GPSを活用して高齢者を見守る「IoT杖」が、「国際福祉機器展」(10月10日〜12日、東京ビッグサイト)で展示されている。ハイパーネットワーク社会研究所、九州工業大学、オートバックスセブン、富士通九州システムズが共同開発した。2019年内の実用化を目指す。

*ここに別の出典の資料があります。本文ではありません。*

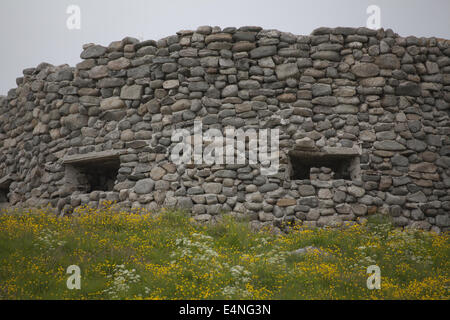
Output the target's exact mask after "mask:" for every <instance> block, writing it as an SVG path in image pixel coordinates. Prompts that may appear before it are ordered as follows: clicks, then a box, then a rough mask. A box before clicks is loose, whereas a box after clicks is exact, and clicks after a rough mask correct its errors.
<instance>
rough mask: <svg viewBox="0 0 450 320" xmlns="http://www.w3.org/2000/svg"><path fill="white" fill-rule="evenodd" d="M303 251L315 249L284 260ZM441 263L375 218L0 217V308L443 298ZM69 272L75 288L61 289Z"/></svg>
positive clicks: (111, 208) (415, 245) (159, 213)
mask: <svg viewBox="0 0 450 320" xmlns="http://www.w3.org/2000/svg"><path fill="white" fill-rule="evenodd" d="M311 245H312V246H315V247H319V248H320V251H317V250H312V251H309V252H308V253H307V254H305V255H295V254H291V253H290V252H292V251H293V250H296V249H299V248H303V247H306V246H311ZM449 253H450V246H449V237H448V235H435V234H432V233H427V232H421V231H411V230H409V231H407V230H405V231H400V230H398V229H393V228H392V227H391V225H390V224H389V223H388V222H387V221H386V220H385V219H381V218H380V217H378V218H377V217H372V218H370V219H369V223H368V224H367V225H365V226H354V227H349V228H345V229H342V230H338V229H315V230H306V229H305V230H301V229H300V230H295V231H293V232H291V233H289V234H288V235H281V236H276V235H273V234H271V233H270V232H259V233H253V232H251V231H250V229H249V228H248V224H246V223H242V222H236V221H233V220H232V219H228V218H225V219H224V220H223V222H222V223H219V224H216V225H214V226H199V225H195V224H193V223H192V222H191V221H190V219H189V217H188V216H187V215H186V214H183V213H181V212H175V211H166V210H162V211H161V212H160V213H159V214H141V215H140V214H129V213H126V212H120V211H119V210H118V209H115V208H114V207H113V206H107V207H106V208H105V209H101V210H91V209H86V210H84V212H82V213H81V214H80V216H77V217H71V218H67V217H66V218H56V217H55V216H54V215H50V214H48V213H46V212H45V210H33V211H32V212H20V213H15V214H7V215H6V214H5V215H0V299H42V298H43V299H123V298H130V299H138V298H145V299H222V298H224V299H226V298H236V299H378V298H382V299H431V298H435V299H449V297H450V295H449V292H448V289H449V279H450V278H449V273H450V268H449ZM74 264H75V265H78V266H79V267H80V268H81V290H69V289H67V287H66V281H67V279H68V277H69V276H70V275H69V274H66V269H67V267H68V266H70V265H74ZM369 265H378V266H379V267H380V269H381V290H368V289H367V287H366V280H367V277H368V275H367V274H366V268H367V267H368V266H369Z"/></svg>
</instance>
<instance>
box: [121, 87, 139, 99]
mask: <svg viewBox="0 0 450 320" xmlns="http://www.w3.org/2000/svg"><path fill="white" fill-rule="evenodd" d="M141 96H142V86H140V85H132V86H124V87H122V90H121V91H120V98H121V99H129V100H138V99H140V98H141Z"/></svg>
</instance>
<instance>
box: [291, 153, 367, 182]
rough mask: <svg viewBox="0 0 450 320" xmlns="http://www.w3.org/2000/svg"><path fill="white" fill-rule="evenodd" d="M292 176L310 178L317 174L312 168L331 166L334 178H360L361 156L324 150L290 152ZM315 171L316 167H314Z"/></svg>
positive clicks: (314, 176)
mask: <svg viewBox="0 0 450 320" xmlns="http://www.w3.org/2000/svg"><path fill="white" fill-rule="evenodd" d="M289 162H290V178H291V179H292V180H309V179H310V177H315V176H317V175H315V174H313V175H310V174H311V168H321V167H325V168H329V169H331V171H332V175H333V179H344V180H357V179H359V174H360V170H359V157H358V156H355V155H352V154H327V153H323V152H302V151H291V152H289ZM313 171H314V169H313Z"/></svg>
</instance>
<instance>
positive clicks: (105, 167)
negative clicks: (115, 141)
mask: <svg viewBox="0 0 450 320" xmlns="http://www.w3.org/2000/svg"><path fill="white" fill-rule="evenodd" d="M65 163H66V183H67V184H68V185H70V186H72V187H73V189H74V190H78V191H81V192H84V193H90V192H92V191H113V189H114V184H115V182H116V179H117V174H118V172H119V169H120V159H119V155H115V154H112V155H111V154H108V156H105V154H104V153H98V154H95V153H92V154H89V155H79V156H77V157H74V158H72V159H71V160H66V161H65Z"/></svg>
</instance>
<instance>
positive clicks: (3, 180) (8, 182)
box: [0, 174, 13, 189]
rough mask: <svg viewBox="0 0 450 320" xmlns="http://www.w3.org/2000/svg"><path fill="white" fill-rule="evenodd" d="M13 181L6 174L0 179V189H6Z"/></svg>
mask: <svg viewBox="0 0 450 320" xmlns="http://www.w3.org/2000/svg"><path fill="white" fill-rule="evenodd" d="M12 181H13V177H12V175H11V174H7V175H6V176H4V177H2V178H0V189H4V188H8V187H9V184H10V183H11V182H12Z"/></svg>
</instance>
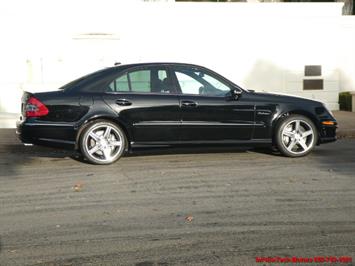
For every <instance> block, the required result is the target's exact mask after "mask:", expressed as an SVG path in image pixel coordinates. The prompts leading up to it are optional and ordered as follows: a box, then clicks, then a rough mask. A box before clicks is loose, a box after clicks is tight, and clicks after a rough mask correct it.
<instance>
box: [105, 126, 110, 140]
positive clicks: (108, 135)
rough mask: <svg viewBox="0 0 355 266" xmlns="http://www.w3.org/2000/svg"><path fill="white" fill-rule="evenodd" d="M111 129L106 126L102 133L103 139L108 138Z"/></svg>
mask: <svg viewBox="0 0 355 266" xmlns="http://www.w3.org/2000/svg"><path fill="white" fill-rule="evenodd" d="M111 129H112V128H111V127H110V126H107V127H106V130H105V133H104V138H106V139H107V138H108V137H109V136H110V133H111Z"/></svg>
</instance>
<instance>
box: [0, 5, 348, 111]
mask: <svg viewBox="0 0 355 266" xmlns="http://www.w3.org/2000/svg"><path fill="white" fill-rule="evenodd" d="M19 7H21V8H19ZM341 8H342V3H288V4H286V3H259V4H251V3H171V2H170V3H143V2H135V1H133V2H132V1H117V0H116V1H114V0H112V1H111V0H110V1H108V0H101V1H98V0H93V1H83V0H76V1H59V0H52V1H44V0H43V1H35V0H29V1H13V2H8V3H7V4H6V5H5V4H3V5H2V8H1V9H0V25H1V26H0V27H1V28H0V30H1V34H2V36H1V50H0V58H1V62H0V71H1V72H0V73H1V75H0V95H1V96H0V112H1V111H2V112H10V113H11V112H12V113H16V112H19V109H20V97H21V94H22V91H23V90H30V91H45V90H50V89H55V88H57V87H58V86H60V85H62V84H64V83H66V82H69V81H70V80H72V79H74V78H76V77H78V76H81V75H84V74H86V73H88V72H91V71H94V70H97V69H99V68H102V67H106V66H111V65H113V63H114V62H117V61H118V62H122V63H133V62H147V61H177V62H187V63H195V64H201V65H204V66H206V67H210V68H211V69H213V70H216V71H217V72H220V73H221V74H223V75H225V76H227V77H228V78H229V79H231V80H233V81H234V82H235V83H237V84H240V85H241V86H243V87H246V88H250V89H256V90H266V91H279V92H285V93H291V94H297V95H302V96H305V97H310V98H315V99H319V100H322V101H325V102H326V103H327V104H328V105H329V106H330V107H331V108H332V109H337V108H338V104H337V99H338V92H339V90H355V75H354V74H355V73H354V71H355V65H354V62H355V60H353V59H354V58H355V50H354V48H353V47H355V34H354V33H355V20H354V18H353V17H342V16H341ZM307 64H311V65H319V64H320V65H322V67H323V73H322V74H323V75H322V78H324V90H323V91H303V90H302V80H303V72H304V65H307ZM5 95H6V96H5Z"/></svg>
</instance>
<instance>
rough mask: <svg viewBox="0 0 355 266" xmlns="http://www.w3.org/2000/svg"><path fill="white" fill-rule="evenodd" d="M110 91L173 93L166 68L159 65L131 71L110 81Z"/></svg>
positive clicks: (121, 75)
mask: <svg viewBox="0 0 355 266" xmlns="http://www.w3.org/2000/svg"><path fill="white" fill-rule="evenodd" d="M106 91H108V92H130V91H131V92H140V93H172V92H174V91H173V87H172V86H171V83H170V80H169V79H168V72H167V70H166V69H161V68H157V67H152V68H147V69H139V70H133V71H129V72H127V73H125V74H123V75H121V76H120V77H118V78H116V79H115V80H114V81H112V82H111V83H110V85H109V86H108V87H107V89H106Z"/></svg>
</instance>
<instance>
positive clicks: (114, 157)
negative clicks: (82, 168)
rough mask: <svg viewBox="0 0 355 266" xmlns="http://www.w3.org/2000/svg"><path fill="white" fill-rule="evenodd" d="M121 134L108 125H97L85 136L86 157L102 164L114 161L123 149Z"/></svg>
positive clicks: (115, 128)
mask: <svg viewBox="0 0 355 266" xmlns="http://www.w3.org/2000/svg"><path fill="white" fill-rule="evenodd" d="M123 141H124V137H123V135H122V133H121V132H120V131H119V130H117V129H116V128H115V127H113V126H111V125H110V124H99V125H96V126H93V127H92V128H90V130H89V131H88V132H87V134H86V135H85V139H84V145H85V149H86V151H87V154H88V156H90V157H91V158H92V159H94V160H97V161H99V162H102V163H110V162H112V161H114V160H115V159H116V158H117V157H118V156H119V155H120V154H121V152H122V149H124V143H123Z"/></svg>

市販の杖に、6軸センサー、通信モジュールを内蔵したGPS対応の専用デバイスを装着した。オートバックスセブンのクラウドサービスと連携し、外出時の位置や移動情報をWebアプリケーションで確認できる。自宅など登録した地点から離れたときや、転倒などのトラブルが起きたときに、家族や介護者にメールで通知することも可能。デバイスに搭載された緊急ボタンを押すと、コールセンターから緊急連絡先に連絡するサービスの連携も検討している。

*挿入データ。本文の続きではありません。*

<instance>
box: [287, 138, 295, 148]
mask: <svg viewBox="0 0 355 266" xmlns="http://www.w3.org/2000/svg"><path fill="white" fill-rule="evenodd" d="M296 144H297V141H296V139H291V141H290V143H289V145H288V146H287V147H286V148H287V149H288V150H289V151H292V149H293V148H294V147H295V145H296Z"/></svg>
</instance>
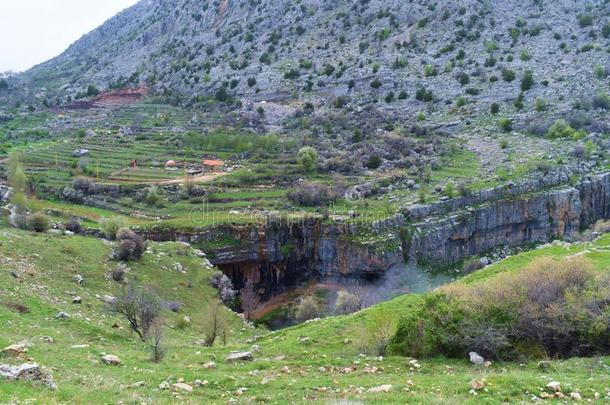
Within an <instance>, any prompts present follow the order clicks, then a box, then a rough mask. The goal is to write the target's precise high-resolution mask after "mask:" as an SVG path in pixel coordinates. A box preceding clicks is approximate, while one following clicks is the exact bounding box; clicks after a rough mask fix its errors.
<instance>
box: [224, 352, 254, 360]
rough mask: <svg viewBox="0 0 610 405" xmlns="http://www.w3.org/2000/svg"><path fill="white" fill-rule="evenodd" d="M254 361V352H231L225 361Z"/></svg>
mask: <svg viewBox="0 0 610 405" xmlns="http://www.w3.org/2000/svg"><path fill="white" fill-rule="evenodd" d="M251 360H254V357H253V356H252V352H231V354H229V356H228V357H227V358H226V359H225V361H226V362H227V363H235V362H238V361H251Z"/></svg>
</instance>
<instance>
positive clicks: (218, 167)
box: [203, 160, 225, 172]
mask: <svg viewBox="0 0 610 405" xmlns="http://www.w3.org/2000/svg"><path fill="white" fill-rule="evenodd" d="M224 167H225V162H223V161H222V160H204V161H203V171H205V172H222V171H223V169H224Z"/></svg>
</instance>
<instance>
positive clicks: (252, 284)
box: [239, 279, 260, 321]
mask: <svg viewBox="0 0 610 405" xmlns="http://www.w3.org/2000/svg"><path fill="white" fill-rule="evenodd" d="M239 298H240V300H241V309H242V310H243V311H244V315H245V316H246V320H248V321H249V320H250V318H251V316H252V312H254V310H255V309H256V308H258V305H259V304H260V296H259V294H258V291H257V290H256V286H255V285H254V282H253V281H252V280H250V279H248V280H247V281H246V285H245V286H244V288H242V289H241V290H239Z"/></svg>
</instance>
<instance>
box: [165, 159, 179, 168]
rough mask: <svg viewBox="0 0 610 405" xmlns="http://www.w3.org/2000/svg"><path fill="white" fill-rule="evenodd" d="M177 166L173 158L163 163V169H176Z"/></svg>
mask: <svg viewBox="0 0 610 405" xmlns="http://www.w3.org/2000/svg"><path fill="white" fill-rule="evenodd" d="M177 168H178V164H176V161H174V160H168V161H167V162H166V163H165V170H176V169H177Z"/></svg>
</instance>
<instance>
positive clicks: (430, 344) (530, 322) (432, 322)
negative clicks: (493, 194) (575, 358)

違和感のない使い勝手を実現するため、デバイスの重量は30グラム台を目指す。デバイス開発やクラウドサービスの運用などを手掛けるオートバックスセブンICT商品部の古宮明さんは、「腕時計型デバイスなどと異なり、杖にデバイスを装着することで利用者の負担を軽減できる。将来は、靴を履くだけで見守れるのが理想だが、バッテリー消費や給電のことを考えると課題は残る」と説明する。デバイスの価格は1万円以下、サービスの月額利用料は500円前後をそれぞれ目指すとしている。
また、視覚障害者向けに、音声で目的地まで道案内する移動支援サービスも提案。利用にはスマートフォンとヘッドセットが必要。Googleのクラウドサービス「Google Cloud Platform」のAPIを活用した音声対話システムを使い、利用者が音声で目的地を設定すると音声で道案内してくれる。スマートフォンのカメラをかざしながら歩くと、クルマや人などの障害物をAI(人工知能)が検知し、ヘッドセットを通じて利用者に通知する。AIによる画像の自動検知機能は、九州工業大学が開発した。「緊急」と指示すると、IoT杖と同じように緊急連絡先に連絡できる。
オートバックスセブンは17年に、IoT機器を活用した高齢者見守りサービスの実証実験を開始。杖だけでなく、車載用機器を介した高齢ドライバーの見守りの実験もしていた。古宮さんは「車載機器で得たデータは、高齢者だけでなく一般向けにも活用できる。例えばドライバーの走行情報などを記録できれば信用度を数値化(スコアリング)でき、日本でライドシェアが普及したときにドライバーを選ぶ際の参考にもなる」と、今後の展望を語った。